Изменить стиль страницы

Он сел рядом с Беловым и раскрыл тетрадочку. И тут погас свет.

— Дьявол его возьми, — прозвучал в темноте спокойный голос Альберта Генриховича.

— Ничего, скоро дадут, — с ничем не оправданной уверенностью откликнулся Белов.

— Ладно, в потемках думается лучше. Так вот, Иван Степанович, что мне в голову пришло…

9

Доктор Здановский, большеголовый и очень плотный старик с усами и острой бородкой, сидел на корточках в галифе и нижней рубахе перед раскрытым, наполовину уложенным чемоданчиком и втискивал в него безо всякой системы и разумной последовательности папки с бумагами, пижаму, бельишко и разную бритвенную мелочь. Комнатка, где он этим занимался, на свежего человека произвела бы странное, а то и тягостное впечатление, ибо вещи, наполнявшие ее, говорили о горемычной переменчивости судьбы их владельца. Роскошный светильник из бело-розового фарфора соседствовал с узкой железной койкой, заправленной истертым суконным одеялом, а вольтеровское кресло, украшенное резьбой на виноградно-античные темы, было придвинуто к грубому верстаку, который заменял стол. Множество книг и старые газеты, банки с какой-то заспиртованной гадостью — пиявками ли, змейками ли непонятными — и новенькая, еще пахнущая свежей струганой доской табуретка.

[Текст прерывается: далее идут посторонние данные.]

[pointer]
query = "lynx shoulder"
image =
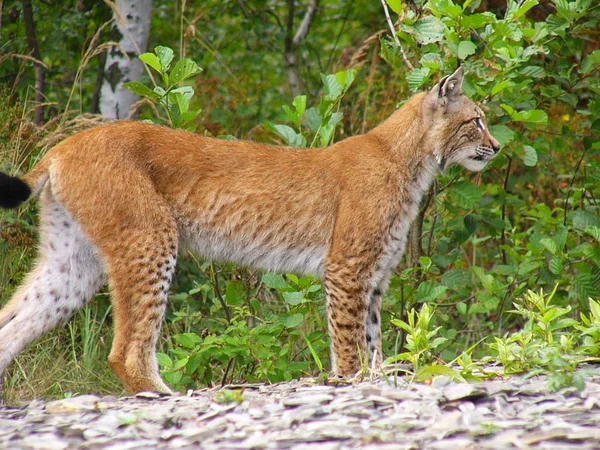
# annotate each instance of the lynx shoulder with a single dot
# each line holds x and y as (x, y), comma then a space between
(118, 202)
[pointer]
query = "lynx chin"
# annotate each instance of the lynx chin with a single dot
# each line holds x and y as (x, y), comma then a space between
(118, 202)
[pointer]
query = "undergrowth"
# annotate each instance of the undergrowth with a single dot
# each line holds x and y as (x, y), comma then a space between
(525, 232)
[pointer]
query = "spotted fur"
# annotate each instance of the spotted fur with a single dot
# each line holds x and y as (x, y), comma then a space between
(119, 201)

На ней, как и на кресле и на спинке кровати, разбросаны были халат, шинель и военное обмундирование, а на огромном гвозде, вбитом в стену, пылился фетровый котелок. Фантастический этот беспорядок дополняли валяющиеся повсюду прямоугольнички выщербленного паркета, которые легко можно было вернуть в гнезда, да, видно, руки у хозяина не доходили.

Сердито крякнув, доктор встал, расправил мятую газету, сел в кресло и стал читать. Он был несколько глуховат и потому не услышал тихого скрипа открываемой двери.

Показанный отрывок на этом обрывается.